Update: I am running with the FLIR dataset in this notebook. Have not reproduced the error yet. I even did not set any in remove_default_automl_parameters.

Please set augmentation_config.random_crop_min_scale into remove_default_automl_parameters.
Update: Issue is gone according to the feedback offline when run your own dataset.

Yes!

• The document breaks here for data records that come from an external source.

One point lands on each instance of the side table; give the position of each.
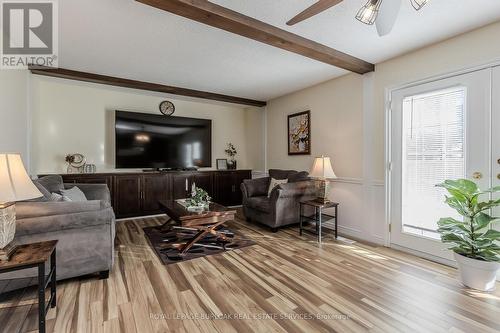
(318, 216)
(36, 255)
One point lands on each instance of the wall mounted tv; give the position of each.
(162, 142)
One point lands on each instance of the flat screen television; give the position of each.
(162, 142)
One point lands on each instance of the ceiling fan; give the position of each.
(381, 12)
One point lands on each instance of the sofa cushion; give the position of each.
(74, 194)
(273, 183)
(280, 174)
(52, 183)
(298, 176)
(37, 209)
(45, 194)
(262, 204)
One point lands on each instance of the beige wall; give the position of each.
(14, 113)
(348, 124)
(465, 51)
(336, 126)
(70, 116)
(255, 137)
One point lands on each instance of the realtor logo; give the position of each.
(29, 34)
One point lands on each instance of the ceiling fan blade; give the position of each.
(315, 9)
(387, 16)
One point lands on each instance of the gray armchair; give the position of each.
(85, 231)
(281, 208)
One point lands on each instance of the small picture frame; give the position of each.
(299, 133)
(221, 164)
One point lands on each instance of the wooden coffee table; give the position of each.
(203, 223)
(37, 255)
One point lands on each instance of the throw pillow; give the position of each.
(45, 194)
(57, 197)
(298, 177)
(52, 183)
(274, 183)
(74, 194)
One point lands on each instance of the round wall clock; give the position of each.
(167, 108)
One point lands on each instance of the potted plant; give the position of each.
(475, 244)
(231, 152)
(199, 198)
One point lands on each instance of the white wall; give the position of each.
(14, 113)
(71, 116)
(348, 124)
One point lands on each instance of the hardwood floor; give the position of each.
(285, 283)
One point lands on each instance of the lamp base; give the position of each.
(323, 191)
(7, 230)
(7, 251)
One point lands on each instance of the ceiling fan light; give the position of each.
(369, 12)
(418, 4)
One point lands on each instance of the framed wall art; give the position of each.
(299, 133)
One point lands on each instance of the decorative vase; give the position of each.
(477, 274)
(231, 164)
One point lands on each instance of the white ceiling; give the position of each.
(125, 38)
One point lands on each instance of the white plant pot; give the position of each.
(477, 274)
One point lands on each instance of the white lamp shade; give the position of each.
(322, 168)
(15, 184)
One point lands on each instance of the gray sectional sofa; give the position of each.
(281, 208)
(85, 231)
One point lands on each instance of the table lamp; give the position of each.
(15, 185)
(322, 170)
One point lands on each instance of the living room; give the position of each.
(319, 144)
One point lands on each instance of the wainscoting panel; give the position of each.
(361, 210)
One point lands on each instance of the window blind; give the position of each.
(433, 151)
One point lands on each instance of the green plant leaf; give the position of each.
(455, 238)
(492, 235)
(493, 189)
(456, 204)
(482, 220)
(482, 206)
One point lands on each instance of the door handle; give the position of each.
(477, 175)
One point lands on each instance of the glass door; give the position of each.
(439, 130)
(495, 137)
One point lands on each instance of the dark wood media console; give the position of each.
(137, 194)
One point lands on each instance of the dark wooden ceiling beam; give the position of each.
(315, 9)
(223, 18)
(127, 83)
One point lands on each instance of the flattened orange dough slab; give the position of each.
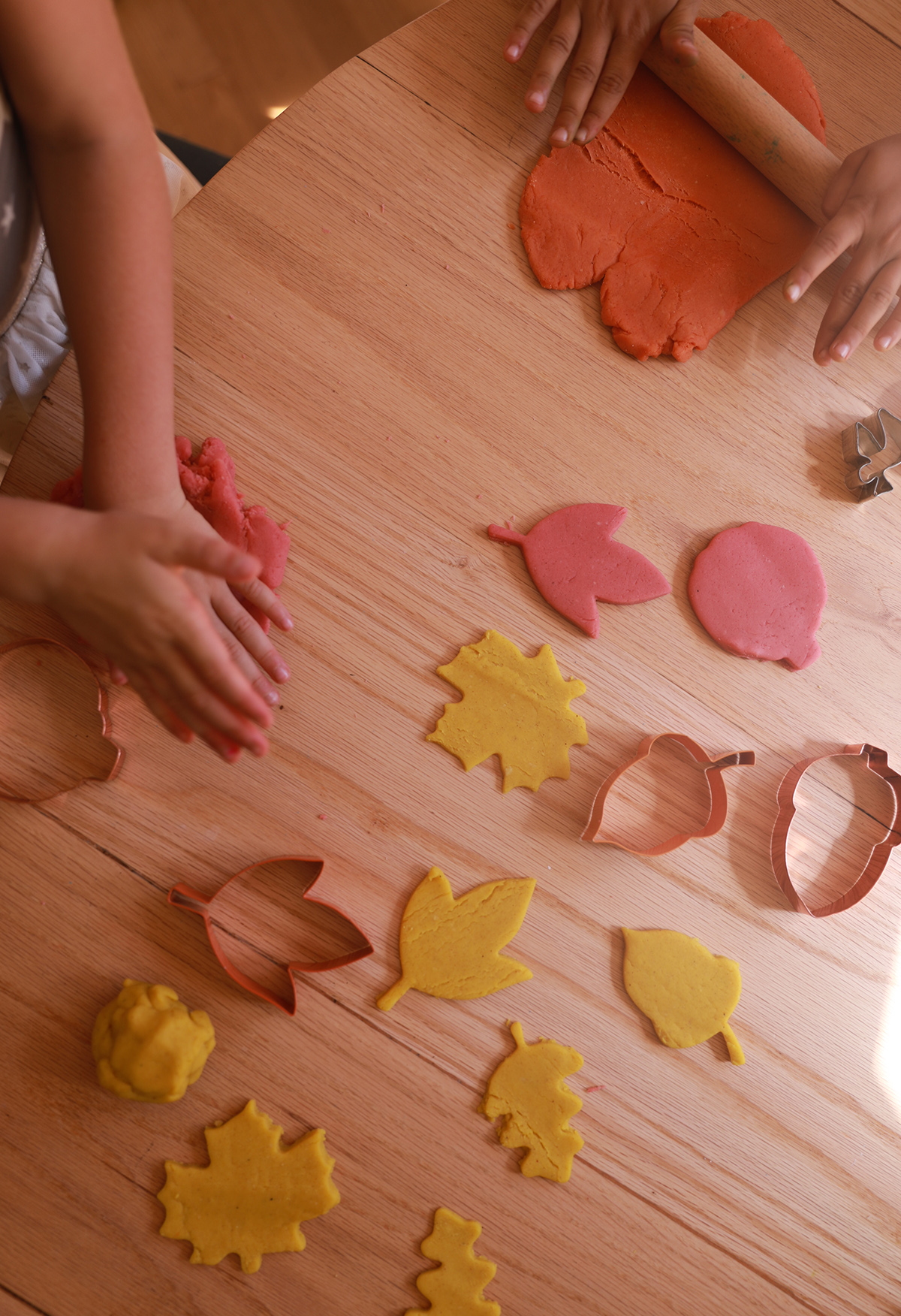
(677, 224)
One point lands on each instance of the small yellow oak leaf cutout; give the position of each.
(450, 948)
(253, 1195)
(529, 1091)
(687, 992)
(456, 1287)
(514, 707)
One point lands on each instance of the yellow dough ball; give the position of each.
(149, 1046)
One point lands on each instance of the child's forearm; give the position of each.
(107, 215)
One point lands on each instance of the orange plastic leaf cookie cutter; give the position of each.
(717, 787)
(185, 898)
(875, 865)
(62, 780)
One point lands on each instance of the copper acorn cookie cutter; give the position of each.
(875, 865)
(716, 786)
(103, 710)
(185, 898)
(871, 448)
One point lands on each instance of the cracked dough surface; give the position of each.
(677, 224)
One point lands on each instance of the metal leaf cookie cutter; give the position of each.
(872, 870)
(712, 770)
(116, 752)
(185, 898)
(871, 448)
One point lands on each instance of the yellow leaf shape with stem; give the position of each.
(529, 1091)
(253, 1195)
(686, 992)
(514, 707)
(456, 1287)
(450, 948)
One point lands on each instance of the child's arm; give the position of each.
(612, 36)
(119, 579)
(863, 207)
(107, 215)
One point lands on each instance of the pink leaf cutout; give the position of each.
(276, 895)
(574, 561)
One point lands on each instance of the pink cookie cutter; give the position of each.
(716, 786)
(106, 728)
(185, 898)
(872, 870)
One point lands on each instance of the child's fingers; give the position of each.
(678, 33)
(833, 240)
(621, 63)
(269, 603)
(528, 23)
(595, 75)
(191, 698)
(554, 54)
(869, 309)
(836, 194)
(249, 647)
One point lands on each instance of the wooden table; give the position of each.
(357, 318)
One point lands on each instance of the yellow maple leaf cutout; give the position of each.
(686, 992)
(450, 948)
(529, 1091)
(456, 1287)
(514, 707)
(253, 1195)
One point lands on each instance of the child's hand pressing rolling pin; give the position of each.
(863, 211)
(609, 38)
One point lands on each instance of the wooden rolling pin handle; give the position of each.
(752, 120)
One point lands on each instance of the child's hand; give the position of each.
(152, 596)
(612, 36)
(863, 207)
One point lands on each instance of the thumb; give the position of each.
(209, 553)
(678, 33)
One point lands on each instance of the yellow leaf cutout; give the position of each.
(529, 1091)
(450, 948)
(456, 1287)
(253, 1195)
(687, 992)
(514, 707)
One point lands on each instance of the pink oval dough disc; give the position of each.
(759, 593)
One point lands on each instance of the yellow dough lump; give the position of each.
(450, 948)
(148, 1045)
(529, 1091)
(514, 707)
(253, 1195)
(456, 1287)
(687, 992)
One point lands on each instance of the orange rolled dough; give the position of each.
(678, 228)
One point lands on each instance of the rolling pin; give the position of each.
(752, 120)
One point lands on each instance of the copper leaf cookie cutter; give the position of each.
(185, 898)
(871, 448)
(872, 870)
(717, 787)
(106, 728)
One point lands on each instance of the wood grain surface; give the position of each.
(358, 321)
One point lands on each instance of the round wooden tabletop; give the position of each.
(357, 318)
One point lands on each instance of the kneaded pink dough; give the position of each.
(758, 591)
(208, 484)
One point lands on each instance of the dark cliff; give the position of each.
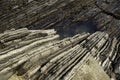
(99, 18)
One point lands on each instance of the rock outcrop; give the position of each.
(40, 55)
(15, 44)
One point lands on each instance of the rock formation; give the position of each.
(40, 54)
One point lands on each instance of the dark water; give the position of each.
(67, 28)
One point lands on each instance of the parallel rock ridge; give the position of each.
(40, 55)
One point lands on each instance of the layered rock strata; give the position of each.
(40, 55)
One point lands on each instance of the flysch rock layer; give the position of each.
(40, 55)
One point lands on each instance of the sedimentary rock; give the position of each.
(45, 14)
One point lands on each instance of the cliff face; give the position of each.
(68, 18)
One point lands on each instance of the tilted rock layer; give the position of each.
(18, 46)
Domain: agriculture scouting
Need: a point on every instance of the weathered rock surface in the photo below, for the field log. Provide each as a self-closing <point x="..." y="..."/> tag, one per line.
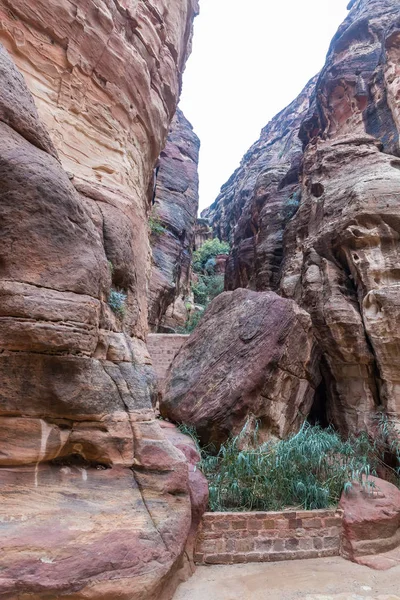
<point x="175" y="209"/>
<point x="252" y="353"/>
<point x="371" y="525"/>
<point x="94" y="501"/>
<point x="259" y="199"/>
<point x="324" y="230"/>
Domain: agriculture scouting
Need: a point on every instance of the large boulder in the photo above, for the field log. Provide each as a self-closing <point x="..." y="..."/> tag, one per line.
<point x="252" y="353"/>
<point x="313" y="214"/>
<point x="371" y="524"/>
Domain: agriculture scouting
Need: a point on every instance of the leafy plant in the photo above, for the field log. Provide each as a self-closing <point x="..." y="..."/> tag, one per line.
<point x="116" y="301"/>
<point x="310" y="469"/>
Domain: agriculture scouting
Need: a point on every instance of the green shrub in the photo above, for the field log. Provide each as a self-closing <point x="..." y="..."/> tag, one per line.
<point x="308" y="470"/>
<point x="207" y="288"/>
<point x="209" y="250"/>
<point x="116" y="301"/>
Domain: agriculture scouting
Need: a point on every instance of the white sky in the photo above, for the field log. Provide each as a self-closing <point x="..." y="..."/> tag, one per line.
<point x="250" y="59"/>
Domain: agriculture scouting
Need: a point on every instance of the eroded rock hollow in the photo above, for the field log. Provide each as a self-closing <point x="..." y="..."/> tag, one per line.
<point x="313" y="214"/>
<point x="94" y="500"/>
<point x="173" y="220"/>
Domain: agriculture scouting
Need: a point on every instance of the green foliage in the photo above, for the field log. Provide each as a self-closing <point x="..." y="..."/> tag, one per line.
<point x="209" y="250"/>
<point x="116" y="301"/>
<point x="193" y="320"/>
<point x="155" y="225"/>
<point x="207" y="288"/>
<point x="308" y="470"/>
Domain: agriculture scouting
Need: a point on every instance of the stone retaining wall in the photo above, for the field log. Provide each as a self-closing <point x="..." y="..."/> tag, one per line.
<point x="163" y="348"/>
<point x="226" y="538"/>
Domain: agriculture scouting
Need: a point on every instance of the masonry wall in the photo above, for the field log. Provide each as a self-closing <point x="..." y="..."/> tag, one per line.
<point x="226" y="538"/>
<point x="163" y="348"/>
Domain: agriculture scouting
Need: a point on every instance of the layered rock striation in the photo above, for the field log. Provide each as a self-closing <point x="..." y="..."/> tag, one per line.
<point x="95" y="502"/>
<point x="173" y="221"/>
<point x="324" y="229"/>
<point x="251" y="354"/>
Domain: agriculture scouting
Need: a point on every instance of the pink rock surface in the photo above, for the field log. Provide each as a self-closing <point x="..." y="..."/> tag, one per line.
<point x="371" y="525"/>
<point x="252" y="353"/>
<point x="94" y="500"/>
<point x="313" y="214"/>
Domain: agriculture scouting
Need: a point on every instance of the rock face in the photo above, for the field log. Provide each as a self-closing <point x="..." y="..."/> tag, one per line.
<point x="371" y="525"/>
<point x="94" y="501"/>
<point x="324" y="230"/>
<point x="259" y="199"/>
<point x="174" y="216"/>
<point x="252" y="353"/>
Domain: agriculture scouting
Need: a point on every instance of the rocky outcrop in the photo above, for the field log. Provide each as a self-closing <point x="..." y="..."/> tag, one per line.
<point x="173" y="220"/>
<point x="371" y="524"/>
<point x="260" y="198"/>
<point x="95" y="502"/>
<point x="252" y="353"/>
<point x="202" y="233"/>
<point x="335" y="250"/>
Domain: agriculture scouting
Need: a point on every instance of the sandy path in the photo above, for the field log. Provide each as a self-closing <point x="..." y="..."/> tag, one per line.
<point x="319" y="579"/>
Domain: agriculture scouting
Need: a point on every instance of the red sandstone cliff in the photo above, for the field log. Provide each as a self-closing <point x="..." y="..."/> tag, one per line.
<point x="313" y="213"/>
<point x="94" y="500"/>
<point x="174" y="218"/>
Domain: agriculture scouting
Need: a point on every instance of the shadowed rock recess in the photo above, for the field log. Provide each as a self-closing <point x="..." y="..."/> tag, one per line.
<point x="176" y="203"/>
<point x="313" y="213"/>
<point x="94" y="500"/>
<point x="252" y="353"/>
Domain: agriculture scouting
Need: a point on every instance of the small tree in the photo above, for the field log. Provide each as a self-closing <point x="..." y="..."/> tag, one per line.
<point x="208" y="251"/>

I was able to complete a run with that and afterwards with

additional_automl_parameters = [] # Refer to parameter list mentioned in the above links and add any extra parameter in addition to the default enabled ones
remove_default_automl_parameters = [] # Remove any hyperparameters that are enabled by default for AutoML

too… despite having some failed child jobs (According to the logs, but I still got a full AutoML run and the best model was saved in the model folder)

TLDR: It maybe be not perfect but it seem to work despite the error messages. (full logs are shared with @Morganh )

This topic was automatically closed 14 days after the last reply. New replies are no longer allowed.